Abstract
Purpose:
To describe a novel presentation of conjunctival smooth muscle hamartoma and review the histopathologic findings of this entity.
Methods:
A 17-year-old African American male presented with a pink, non-tender lesion of the right bulbar conjunctiva that did not improve with medical management. He had no previous medical or ocular history. The lesion was excised.
Results:
Histopathologic examination disclosed morphologically benign smooth muscle bundles within the substantia propria that stained positively for smooth muscle actin, vimentin, and desmin consistent with the diagnosis of a smooth muscle hamartoma.
Conclusions:
While congenital smooth muscle hamartomas of the conjunctiva have been rarely reported in the literature, this is the first described case of a smooth muscle hamartoma presenting in adolescence in the bulbar conjunctiva. This lesion should be considered in the differential diagnosis for adolescents with similar appearing lesions.
Keywords: Smooth muscle hamartoma, conjunctiva, subepithelial conjunctival lesion, smooth muscle lesion, immunohistochemistry
Introduction
A variety of conjunctival lesions may arise in pediatric patients. It is important to rule out malignant pathologies, such as melanoma or lymphoma, in growing masses with concerning features. However, in children, lesions of the conjunctiva are generally benign or pre-malignant and nevus is the most common diagnosis.1
Other benign pathologies may be rarely present. One uncommonly reported lesion of the epibulbar tissue is a smooth muscle hamartoma, a disorderly expansion of smooth muscle cells, which has been discussed sparingly in the literature.
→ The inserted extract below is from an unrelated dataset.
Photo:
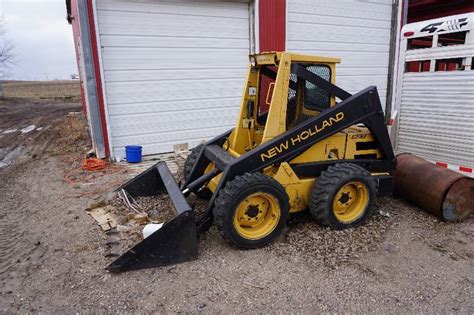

While conjunctival smooth muscle hamartomas have been reported previously as congenital lesions in infants, to our knowledge, herein we report the first case of a conjunctival smooth muscle hamartoma presenting after infancy.
Case Presentation
A 17-year-old African American male presented with a complaint of a non-tender lesion on the surface of his right eye with the age of onset at approximately 16 years old. On examination, the patient had a 1.5cm reddish lesion on the inferonasal bulbar conjunctiva of the right eye (Figure 1A). The patient and family stated that the lesion was not present at birth and denied any relevant local trauma or medical history. Suspecting a pyogenic granuloma, topical prednisolone acetate 1% was used for several weeks with no improvement. The lesion continued to grow to approximately 2.0 cm with surrounding inflammation after follow up at nine months after presentation (Figure 1B). The lesion was then excised surgically. Histopathology demonstrated conjunctiva with a mild, chronic inflammatory infiltrate within the substantia propria and overlying non-neoplastic epithelium. CD31 immunohistochemical staining highlighted the blood vessel endothelium within the substantia propria (not shown). Irregular smooth muscle fibers were present within the substantia propria that stained red with Gomori trichrome and stained positively for vimentin, desmin, and smooth muscle actin (Figure 2). Ki-67 staining, a marker for cell proliferation, was negative within lesional tissue (not shown). No morphologic or immunohistochemical evidence of cellular atypia nor malignancy was present. These findings were most consistent with a diagnosis of a smooth muscle hamartoma of the conjunctiva.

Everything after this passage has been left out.